Protected Sex
protected sex blog post

Of all the euphemisms and half-truths used by abortion advocates, one of the most current is the call to “safe sex”—alternatively, the warning against “unprotected sex.” Of course people using this language are not suggesting abstinence. Rather, they mean that sex must be safe—protected—from the possibility of pregnancy

protected sex blog post

Of all the euphemisms and half-truths used by abortion advocates, one of the most current is the call to “safe sex”—alternatively, the warning against “unprotected sex.” Of course people using this language are not suggesting abstinence. Rather, they mean that sex must be safe—protected—from the possibility of pregnancy (and, secondarily, the transmission of disease). 

“Safe sex” is a powerful euphemism, subtly packing a whole world of meaning into two words. First, there is the implicit assumption that sex is naturally something from which we need protection, rather than a good to be embraced. There are good aspects of sex and not-so-good aspects of sex, so the thinking goes, and the responsible person finds a way to separate the good from the not-so-good. Of course, the means of separation are ready at hand—not only the wide variety of available contraceptives, but also increasingly easy access to them through taxpayer monies.

Apparently, sex divorced from pregnancy is not just good practice, it is also a right. Even the Supreme Court supported abortion in Planned Parenthood v. Casey because, the majority opinion held, “people have organized intimate relationships and made choices that define their views of themselves and their places in society, in reliance on the availability of abortion in the event that contraception should fail.” Our highest court could not have been clearer: Consensual sex, whether in or apart from marriage, is a good that must be defended, preserved, and even promoted. 

Secondly, the same-sex euphemism obscures the very real way we do need to be protected in sex. Sex is powerful, because it unites a man and a woman in ways that reach beyond the physical. Which is why sexual relationships that do not endure are so painful, or, as experienced increasingly in our “hook up” culture, deadening. The Scriptures suggest this very thing—sexual sin is sin “against the body” (1 Corinthians 6:18).  This does not mean that sexual sin is worse than other sins, but suggests that sex affects personally and deeply us in ways that other sins (e.g., stealing) do not. As it turns out, we do need to be protected from sex.

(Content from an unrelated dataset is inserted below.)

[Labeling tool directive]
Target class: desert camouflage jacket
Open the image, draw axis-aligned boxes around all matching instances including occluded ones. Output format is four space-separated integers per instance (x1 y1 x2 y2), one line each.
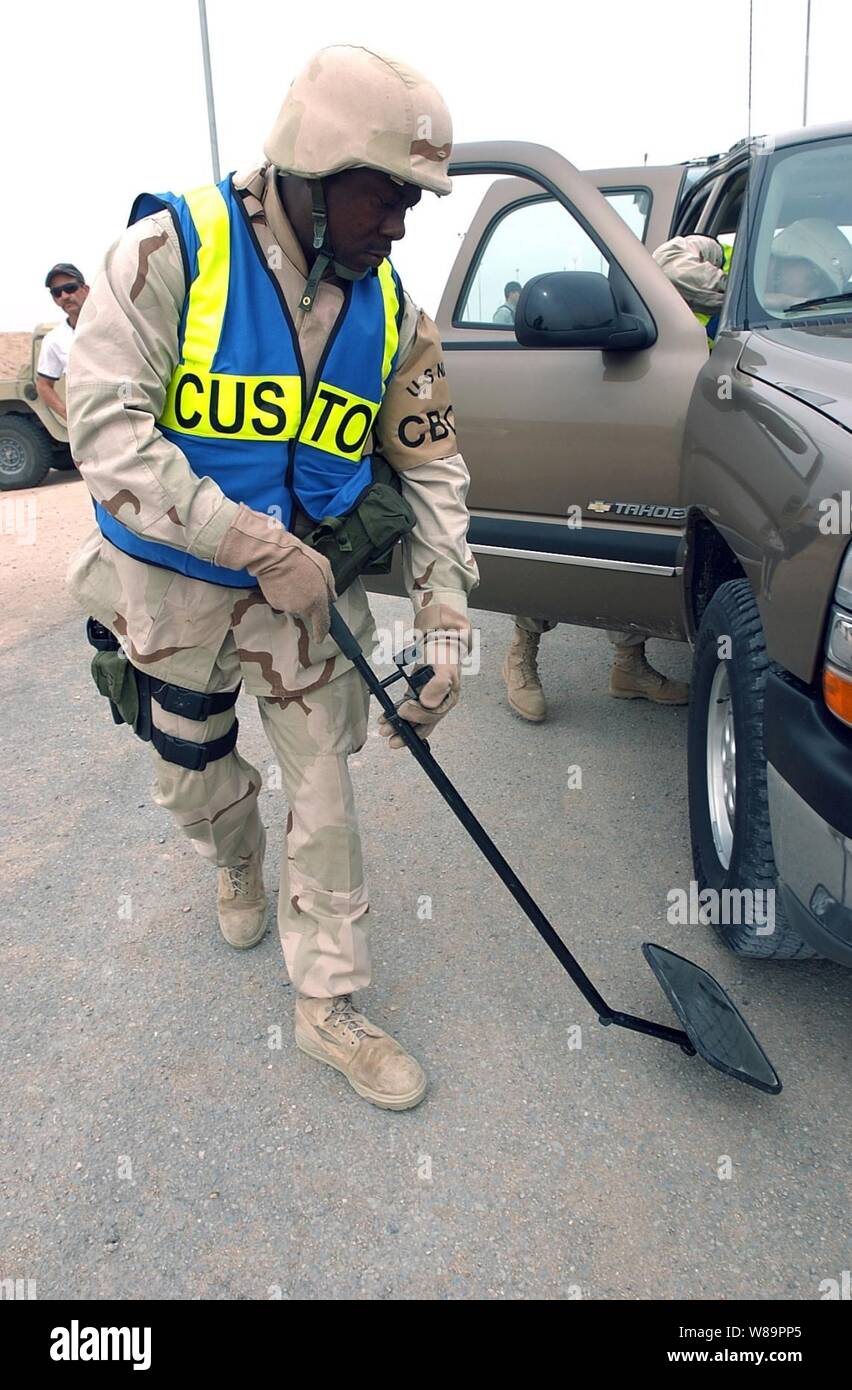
68 167 478 698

The protection we need, however, is not a condom, but a bright line warning us that sex belongs in marriage—where we can be protected in sex. 

The sanctity of sex, by the way, explains why many in the pro-life movement do not see contraception as the answer to abortion, a position non-sensical to supporters of abortion-on-demand. The reasoning is simple, and it goes beyond the fact that contraceptives often fail. Contraception does not just separate sex from its natural end of pregnancy, but also creates a mentality that encourages sex apart from its intended place in marriage. On one level, the solution to abortion cannot be to encourage the act that creates the demand for abortion. But on another level, the solution to abortion cannot be to promote an act that inevitably leads to the harm of those who engage in it—as extramarital sex always does.  Even if those engaged in what has been called “the sexual marketplace” choose to deny it, sociological studies have demonstrated the devastating effects of sexual license in individual lives, and in the culture. Millions can bear personal witness to such.

The word “sanctity” comes from the biblical word “holy,” which has to do with God, and with things closely associated with God. One attribute of the holy in the Bible is danger. In the Old Testament, there are holy places that only certain people could enter, and holy objects that only they could handle; holy days were required to be observed under the threat of punishment. These practices were good in and of themselves, but they must be approached in a given way—the Lord’s way—lest the holy be the undoing of the people. In other words, there was a danger associated with holiness. The people needed to be protected. 

So it is with sex, for in the end sex has everything to do with God. Hear the words of St. Paul, quoting and then commenting upon Genesis concerning the sexual relationship of man and woman: “‘Therefore a man shall leave his father and mother and hold fast to his wife, and the two shall become one flesh.’ This mystery is profound, and I am saying that it refers to Christ and the church” (Ephesians 5:31-32). Whether or not we realize it, the sexual union of a man and woman is an allusion to the relationship between Christ and the church. In other words, sex is holy. We need to be protected—again, not by the barrier of a condom, but by the boundary of marriage that surrounds a man and a woman and allows them to be naked and unashamed.